Idee, forme e "Generazioni". Il '77 tradotto in opere d'arte

La mostra di due artisti fiorentini a Palazzo Panciatichi

La mostra 'Generazioni'

Firenze, 5 giugno 2016 - Due artisti fiorentini a confronto: da una parte Emanuele Capozza, architetto e pittore quarantenne, che con la sua opera poetica ha saputo conquistare la Russia, ritraendola nei suoi paesaggi più suggestivi in maniera coinvolgente e romantica. Dall’altra Tommaso Rossi, stessa età, che nelle sue opere non rinuncia alla provocazione, lasciando percepire una ricerca introspettiva sui valori della vita.

Insieme danno vita alla mostra ‘Generazioni’ - nel senso di generazione 1977, il loro anno di nascita, ma anche di germinazioni, vitali proliferazioni di idee e forme – che rimarrà esposta fino al 6 giugno a palazzo Panciatichi. Pittura e installazioni pop: ossia panorami suggestivi da una parte, e le provocazioni di Tommaso dall’altra: come un piccolo pupazzetto Superman, più umano che super eroe, appoggiato e dolente alla schiena, sovrastato da uno dei quadri Emanuele; o il coniglio che fa yoga, denuncia sarcastica della facilità borghese.

“Due giovani fiorentini specchio della loro terra – spiega Eugenio Giani – in grado però di rappresentarla in maniera opposta: da una parte i sogni malinconici e poetici di Capozza, mentre dall’altra, in totale collisione, la crudeltà artistica di Rossi.

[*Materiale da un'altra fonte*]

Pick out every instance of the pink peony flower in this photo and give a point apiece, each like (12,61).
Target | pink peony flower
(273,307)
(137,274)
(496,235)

Questa mostra offre dunque una riflessione molto profonda su quale tipo di società i giovani artisti di oggi vedono e quale vorrebbero”.

“Si stratta di due approcci all’arte apparentemente lontani: intellettualistico, concettuale quello di Tommaso; lirico, sentimentale, strenuamente formale quello di Emanuele – spiega il critico d’arte Alessio Martini -. Ma il panorama è cangiante e questi ruoli non appena stabiliti stingono l’uno nell'altro: le provocazioni filosofiche di Tommaso diventano rigorosa ricerca di forme, e viceversa le colate materiche così delicatamente organizzate di Emanuele suggeriscono aeree astrazioni, innescano le vertigini del sogno. In un’altalena serrata di rimandi, i lavori di Tommaso, che ora sembrano scherzi, pause di gioco dopo il calor bianco dei vulcani di Emanuele, un attimo più tardi appaiono severe provocazioni filosofiche, caustici richiami alla nostra responsabilità di uomini distratti dal nostro tempo personale, individui persi nello sperpero del tempo che ci rimane da vivere: e i paesaggi di Emanuele diventano diversivi fantastici, rêveries, evasioni nell’universo del colore, dello spessore, della materia, ora fluida ora graffiata.

Contro le vedute esotiche di Emanuele si staglia allora il coniglio che fa yoga, denuncia sarcastica di una insopportabile facilità borghese nell’avvicinamento dei grandi quesiti dell’esistenza: lo spreco di vita dell’uomo-coniglio, il gregarismo, la rinuncia all’identità. Si arriva fino all’ultima resa dei conti con la natura: quegli animali sono veri e sono trasfigurazioni della tassidermia, sono natura e sono anche arte: umani non solo per metafora, perché sono oggetti trasformati dall’uomo, eppure ‘sono’ di fronte a noi proprio come ‘erano’ davvero. E i paesaggi di Emanuele sono occasioni naturali, ma totalmente riorganizzate dall’artista: fusioni, incendi materici, sogni come i sogni del mattino, quelli più veri, quelli che rispondono a una sollecitazione profondamente reale. Ecco allora che l’apparente lontananza degli artisti si riduce drasticamente, che l’accoppiamento che sperimentiamo appare quanto mai giudizioso, e la ‘generazione’ che ne deriva, un’esperienza di cui siamo a Emanuele e Tommaso sinceramente grati”.